The only primary energy resources that are increasing their share in the energy mix, moreover, and are projected to continue to do so, are zero-carbon resources.
This trend is vital for the cap on emissions to be reduced at the pace needed to meet the EU’s goal of climate neutrality, as set out in the European Green Deal. Adding renewables faster will also help reduce surplus emissions through the Market Stability Reserve, a mechanism that automatically removes emissions permits if emissions fall faster than anticipated.
Second, historic efficiency gains and increasing deployment of renewable generation is more than offsetting the additional demand imposed on the electricity grid. In 2020, 27 GW of new renewable generation from solar and wind power came on the grid in Europe. This exceeds the increase in electricity demand from EVs and heat pumps.
It is clear the numbers of EVs and heat pumps will only increase faster going forward to meet the goals of the European Green Deal and national targets, but the additional electricity demand this creates is still more than compensated for by growing renewable generation. In 2020, the EU generated 73 terrawatt hours (TWh) more renewable electricity than in 2019. At this rate, it will reach 730 TWh a year by 2030.
Analysis by NGO Ember of National Energy and Climate Plans shows EU member states plan to almost double renewable electricity generation by 2030, mostly from wind and solar installations, for a total of approximately 800 TWh of new renewable generation.
To meet the EU’s 55% emission reduction goals by 2030, the deployment rate will need to increase even further and the European Commission has just announced an increase in the renewable energy target from 32% to 40% in 2030. Compared with that, the International Energy Agency (IEA) believes EVs in Europe may consume between 110 and 187 TWh in 2030 if deployed in line with climate goals.
Recent research by the Commission’s Joint Research Centre (JRC) projects a total electricity demand of 454 TWh from heat pumps across the EU by 2030. Together, the electricity demand from heat pumps and EVs will be more than offset by new renewable electricity generation over the next decade.
Third, EV charging and heat pumps can be scheduled to run at times of high renewable electricity generation.
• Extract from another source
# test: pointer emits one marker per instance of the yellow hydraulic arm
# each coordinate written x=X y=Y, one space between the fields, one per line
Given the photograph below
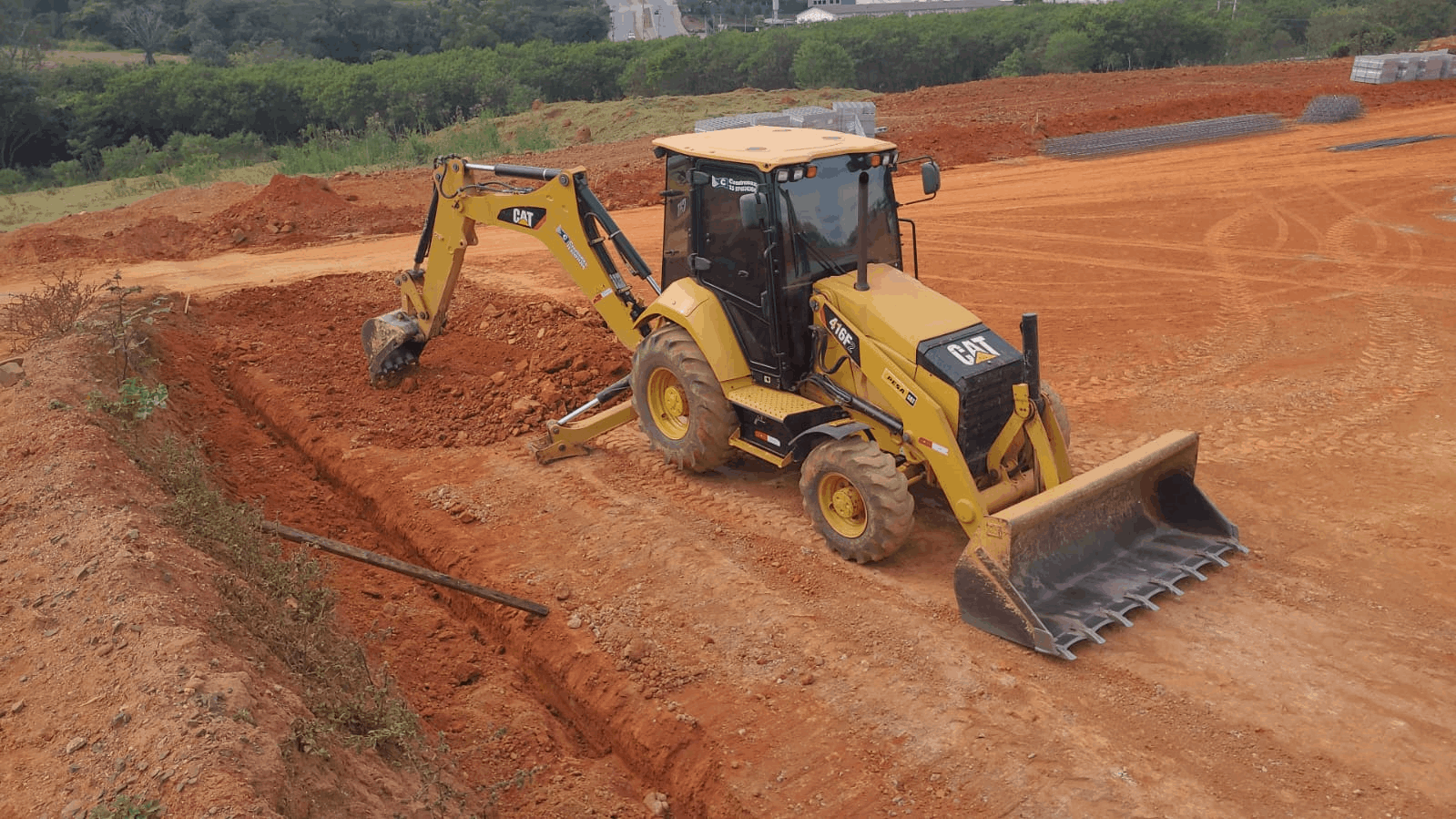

Preheating homes overnight when there is a lot of offshore wind on the system is one way of minimising fossil generation. Studies have shown that heat pump operation and offshore wind generation coincide well.
EVs can be charged during the day, before peak hours, when there is a lot of solar generation. The flexibility of new electric loads such as EVs and heat pumps can be used to help integrate an increasing share of renewable energy and provide an opportunity to deploy renewables faster and further.
Arguments deployed against electrification on the grounds of carbon emissions do not add up.
Finally, attributing emissions to certain end uses such as electric cars and heat pumps but not to others is not credible. As Professor Martin Doppelbauer from the Karlsruhe Institute of Technology in Germany points out, the same argument would have to apply to all consumers newly connected to the electricity grid, provided there are alternative, non-electric technologies, because they also cause avoidable additional electricity consumption.
Buying an induction hob, electric underfloor heating, a new light bulb and an electric lawn mower all classify as new end uses – and all existing electric appliances were at some point new. It is impossible to determine at what point these end uses are no longer served by marginal generation.
The result of all this is that the arguments deployed against electrification on the grounds of carbon emissions do not add up. All scenarios modelled by the likes of the IEA at international level and reviews of European studies by the JRC agree electrification is a key pillar for decarbonisation, as it allows the direct use of renewable electricity. Being distracted by arguments on the basis of indefensible assumptions is counterproductive. Policymakers can better serve climate goals by rolling out heat pumps and EVs now.